ERC Grantee's findings lead story in Science

It presents analyses made on samples of the sun, which were collected in 2004 by the NASA mission Genesis. The results show that nitrogen molecules originating from the sun are very different from the nitrogen found on the Earth, Mars and on meteorites; they contain far less 15N "heavy" isotopes.
Understanding why molecules from planets of the inner solar system are so enriched in heavy isotopes in comparison with molecules from the sun's photosphere, whose composition represents the bulk of the solar system, may be one of the challenges of future studies in cosmo-chemistry.

The NASA Genesis mission came back to Earth in 2004. Despite a dramatic landing in the Utah desert, USA, particles of sun winds could be collected and analysed by some laboratories, including by Prof. Marty. The main objective of the NASA mission was to determine the composition of the sun's oxygen and nitrogen isotopes, which are particularly difficult to analyse as they are present in very low quantities and researchers need to extract them from the Genesis solar wind collectors' structure at a depth of around 50 nanometres.
Following the installation a new measurement device known as ion microprobe in their laboratory at the end of 2009, Prof.

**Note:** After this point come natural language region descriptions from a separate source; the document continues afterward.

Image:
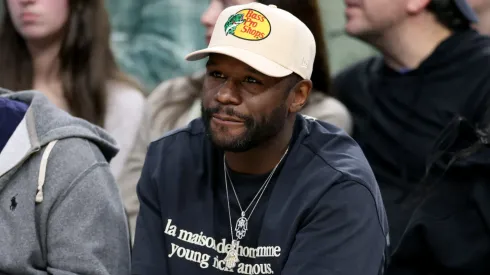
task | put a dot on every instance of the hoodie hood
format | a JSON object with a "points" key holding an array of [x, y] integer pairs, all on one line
{"points": [[44, 123]]}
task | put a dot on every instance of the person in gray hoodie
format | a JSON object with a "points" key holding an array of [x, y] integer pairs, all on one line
{"points": [[60, 208]]}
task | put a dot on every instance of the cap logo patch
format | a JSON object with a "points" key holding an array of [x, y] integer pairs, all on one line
{"points": [[248, 24]]}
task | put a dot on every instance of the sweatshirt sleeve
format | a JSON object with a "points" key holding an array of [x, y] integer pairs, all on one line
{"points": [[149, 246], [87, 227], [342, 235]]}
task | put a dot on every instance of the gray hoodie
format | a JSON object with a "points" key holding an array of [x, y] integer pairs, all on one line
{"points": [[60, 208]]}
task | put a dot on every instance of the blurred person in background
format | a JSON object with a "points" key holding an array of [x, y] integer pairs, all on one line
{"points": [[482, 8], [176, 102], [449, 232], [61, 48], [150, 38], [343, 49], [61, 210], [434, 69]]}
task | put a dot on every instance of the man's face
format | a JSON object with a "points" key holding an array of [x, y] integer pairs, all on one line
{"points": [[242, 108], [210, 16], [370, 18]]}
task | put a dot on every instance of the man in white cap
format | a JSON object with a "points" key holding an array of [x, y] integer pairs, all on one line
{"points": [[253, 187]]}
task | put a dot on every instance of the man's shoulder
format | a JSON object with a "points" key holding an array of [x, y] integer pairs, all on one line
{"points": [[359, 69], [338, 153]]}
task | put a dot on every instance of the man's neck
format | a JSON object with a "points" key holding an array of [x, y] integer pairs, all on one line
{"points": [[263, 158], [407, 46], [45, 60], [483, 25]]}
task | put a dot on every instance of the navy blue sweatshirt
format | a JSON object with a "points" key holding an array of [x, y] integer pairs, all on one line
{"points": [[11, 114], [321, 214]]}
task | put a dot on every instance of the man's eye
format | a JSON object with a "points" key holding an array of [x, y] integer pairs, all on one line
{"points": [[217, 74], [252, 80]]}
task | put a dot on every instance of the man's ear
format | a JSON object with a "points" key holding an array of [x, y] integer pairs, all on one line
{"points": [[299, 94]]}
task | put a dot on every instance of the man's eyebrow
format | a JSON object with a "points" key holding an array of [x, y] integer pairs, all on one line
{"points": [[252, 70]]}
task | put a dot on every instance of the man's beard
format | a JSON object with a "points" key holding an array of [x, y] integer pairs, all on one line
{"points": [[256, 131]]}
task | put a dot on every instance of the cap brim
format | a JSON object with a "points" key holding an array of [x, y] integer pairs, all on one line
{"points": [[254, 60]]}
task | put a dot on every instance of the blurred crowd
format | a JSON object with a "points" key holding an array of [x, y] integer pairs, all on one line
{"points": [[408, 80]]}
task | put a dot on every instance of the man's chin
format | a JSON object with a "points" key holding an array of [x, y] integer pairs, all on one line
{"points": [[236, 144]]}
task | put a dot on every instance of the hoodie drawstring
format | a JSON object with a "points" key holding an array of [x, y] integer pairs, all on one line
{"points": [[42, 171]]}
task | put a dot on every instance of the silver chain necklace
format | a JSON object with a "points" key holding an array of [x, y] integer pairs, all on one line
{"points": [[241, 226]]}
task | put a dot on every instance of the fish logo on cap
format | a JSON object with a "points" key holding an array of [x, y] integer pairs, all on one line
{"points": [[248, 24]]}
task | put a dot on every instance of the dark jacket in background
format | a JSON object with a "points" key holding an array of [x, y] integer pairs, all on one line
{"points": [[398, 116]]}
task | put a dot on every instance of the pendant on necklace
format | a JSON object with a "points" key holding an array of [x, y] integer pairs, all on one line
{"points": [[241, 226], [231, 258]]}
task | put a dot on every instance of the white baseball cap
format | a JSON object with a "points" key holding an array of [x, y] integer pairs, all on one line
{"points": [[268, 39]]}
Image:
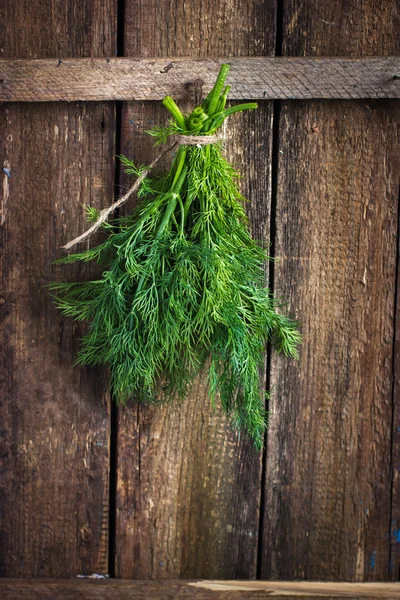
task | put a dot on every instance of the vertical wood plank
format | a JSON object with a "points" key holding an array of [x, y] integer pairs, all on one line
{"points": [[54, 416], [188, 489], [328, 481]]}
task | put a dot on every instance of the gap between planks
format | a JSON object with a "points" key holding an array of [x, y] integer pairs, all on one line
{"points": [[113, 589], [285, 78]]}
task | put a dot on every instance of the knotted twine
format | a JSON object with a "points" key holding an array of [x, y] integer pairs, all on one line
{"points": [[182, 140]]}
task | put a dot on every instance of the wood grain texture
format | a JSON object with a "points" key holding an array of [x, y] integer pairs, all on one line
{"points": [[394, 528], [54, 417], [328, 484], [189, 590], [147, 79], [188, 489], [328, 472]]}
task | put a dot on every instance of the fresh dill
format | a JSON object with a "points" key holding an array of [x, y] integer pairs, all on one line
{"points": [[183, 286]]}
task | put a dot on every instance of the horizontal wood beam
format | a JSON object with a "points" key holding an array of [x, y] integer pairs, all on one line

Marty repeated with Marc Chaussidon the analyses on some fragments to determine the isotopic composition of their nitrogen.

The results published this week confirm previous inferences by Prof. Marty: solar wind nitrogen contains 40% less 15N heavy isotopes, in comparison to the nitrogen found on Earth. In parallel, an American team found that the solar wind oxygen also contains less heavy isotopes than the oxygen found on Earth. These results are published in the same issue of Science.Science cover photo
The Genesis Concentrator target (6 centimetres in diameter), bearing atoms from the solar wind, is disentangled from its support frame and wire mesh following the crash of the sample return capsule in the Utah desert in 2004. Analyses of an unbroken silicon carbide quadrant (top) reveal the initial oxygen and nitrogen isotopic compositions of the solar system, which are distinctly different from terrestrial isotopic compositions. See pages 1528 and 1533.
Credit: Image: NASA Genesis Team

Publication reference
A 15N-poor isotopic composition for the Solar System as shown by the Genesis solar wind samples.
MARTY B., CHAUSSIDON M., Wiens R. C., Jurewicz A. J. G., Burnett D.S.
Science 24 June 2011: Vol. 332, no. 6037, pp. 1533-1536, DOI: 10.1126/science.1204656
Dr. Chaussidon's ERC-funded project CEMYSS aims to make decisive progress on our understanding of the formation and early development of the sun and solar system. The team focuses on the chemical composition of extra terrestrial matters, more specifically on measuring and exploring the variations in the isotopic composition of oxygen and magnesium molecules in the different components of meteorites.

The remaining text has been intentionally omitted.